8000+ SEO Location Pages in AEM Without JCR Nodes: 3 Solutions Compared
8000+ SEO Location Pages in AEM Without JCR Nodes: 3 Solutions Compared
The Context
A client requested dedicated pages for every Italian region, province, and municipality to map local resources and improve SEO rankings.
The Numbers
- 20 regions
- ~110 provinces
- ~8000 municipalities
- Total: ~8130 pages
Requirements
✅ Real server-side HTML (not SPA/React) to be indexed by search engines
✅ Clean SEO-friendly URLs: /locations/lombardia/milano/navigli.html
✅ Dynamic content based on location (region/province/municipality name)

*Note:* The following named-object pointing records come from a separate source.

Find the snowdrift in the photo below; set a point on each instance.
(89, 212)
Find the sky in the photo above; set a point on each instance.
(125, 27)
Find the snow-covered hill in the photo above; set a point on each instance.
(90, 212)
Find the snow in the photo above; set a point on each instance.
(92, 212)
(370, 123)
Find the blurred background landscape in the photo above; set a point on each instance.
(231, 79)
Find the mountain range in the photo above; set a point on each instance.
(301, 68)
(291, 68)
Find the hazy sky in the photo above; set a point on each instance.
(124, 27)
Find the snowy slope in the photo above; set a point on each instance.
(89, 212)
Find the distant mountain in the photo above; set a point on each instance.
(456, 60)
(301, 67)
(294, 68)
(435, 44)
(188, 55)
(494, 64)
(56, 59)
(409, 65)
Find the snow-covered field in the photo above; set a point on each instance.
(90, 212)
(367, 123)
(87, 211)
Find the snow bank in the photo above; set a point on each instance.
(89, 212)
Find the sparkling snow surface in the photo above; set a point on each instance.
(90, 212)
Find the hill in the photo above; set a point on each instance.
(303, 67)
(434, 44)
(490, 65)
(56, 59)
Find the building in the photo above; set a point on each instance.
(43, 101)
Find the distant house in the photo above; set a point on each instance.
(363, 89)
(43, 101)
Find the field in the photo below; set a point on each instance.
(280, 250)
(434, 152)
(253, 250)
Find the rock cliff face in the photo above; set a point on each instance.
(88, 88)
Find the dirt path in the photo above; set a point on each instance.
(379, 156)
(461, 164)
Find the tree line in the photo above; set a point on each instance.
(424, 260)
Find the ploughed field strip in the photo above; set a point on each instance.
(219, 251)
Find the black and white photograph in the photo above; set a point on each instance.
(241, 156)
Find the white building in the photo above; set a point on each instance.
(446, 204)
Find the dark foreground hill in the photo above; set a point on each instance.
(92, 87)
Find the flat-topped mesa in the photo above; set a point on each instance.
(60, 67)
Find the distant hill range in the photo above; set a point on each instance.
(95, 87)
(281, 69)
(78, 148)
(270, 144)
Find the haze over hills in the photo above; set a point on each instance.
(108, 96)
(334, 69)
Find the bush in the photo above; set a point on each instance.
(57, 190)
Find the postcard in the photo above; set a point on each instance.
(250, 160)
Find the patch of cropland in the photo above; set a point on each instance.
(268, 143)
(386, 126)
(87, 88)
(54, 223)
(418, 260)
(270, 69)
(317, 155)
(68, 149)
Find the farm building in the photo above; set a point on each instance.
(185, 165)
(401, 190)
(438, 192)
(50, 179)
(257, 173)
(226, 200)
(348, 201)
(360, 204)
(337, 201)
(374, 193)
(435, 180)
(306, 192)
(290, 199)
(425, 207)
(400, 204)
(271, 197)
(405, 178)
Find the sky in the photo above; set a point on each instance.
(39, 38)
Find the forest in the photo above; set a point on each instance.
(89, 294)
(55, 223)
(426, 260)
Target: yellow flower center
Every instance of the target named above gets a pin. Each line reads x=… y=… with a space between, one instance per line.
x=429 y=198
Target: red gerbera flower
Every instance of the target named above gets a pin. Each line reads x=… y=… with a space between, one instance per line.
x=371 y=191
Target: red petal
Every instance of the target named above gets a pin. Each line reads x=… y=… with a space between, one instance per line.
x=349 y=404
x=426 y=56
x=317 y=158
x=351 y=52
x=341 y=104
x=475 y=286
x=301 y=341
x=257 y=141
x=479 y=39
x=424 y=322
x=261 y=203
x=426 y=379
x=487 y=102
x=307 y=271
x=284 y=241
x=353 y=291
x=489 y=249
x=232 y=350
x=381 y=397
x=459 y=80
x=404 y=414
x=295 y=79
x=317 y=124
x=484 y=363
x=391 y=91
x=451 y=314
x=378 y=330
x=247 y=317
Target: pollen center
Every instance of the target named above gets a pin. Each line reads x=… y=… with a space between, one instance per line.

❌ Zero JCR nodes (or bare minimum) to avoid bloating authoring
The Problem
Creating 8130 physical pages in /content would be a disaster:
- ❌ Degraded siteadmin performance
- ❌ Very slow backup/restore
- ❌ Complex deployments
- ❌ Impossible to maintain at scale
- ❌ Risk of timeouts when rendering the tree
Question: How to generate thousands of SEO-friendly HTML pages without creating thousands of JCR nodes?
Solution 1: ISTAT JSON + In-Memory Service (Implemented)
This is the solution I implemented in the real project.
Strategy
- ISTAT Data: Download official ISTAT CSV with regions/provinces/municipalities
- JSON Conversion: Script to convert CSV → structured JSON
- In-memory Service: Load JSON into RAM at AEM startup
- Dispatcher rewrite: Convert clean URLs into Sling selectors
- Filter + Session: Validate location and pass data via session
- Sling Rewriter: Replace HTML placeholders with actual data
1. ISTAT Data - Official Source
Data Source: ISTAT - Codes of Municipalities, Provinces and Regions
ISTAT (Italian National Institute of Statistics) provides the official dataset with all Italian municipalities in CSV format. The file contains:
- Official name (with spaces, apostrophes, special characters)
- ISTAT code
- Province affiliation
- Region affiliation
Problem: Names contain non-URL-safe characters (Valle d'Aosta, Reggio nell'Emilia, Saint-Vincent).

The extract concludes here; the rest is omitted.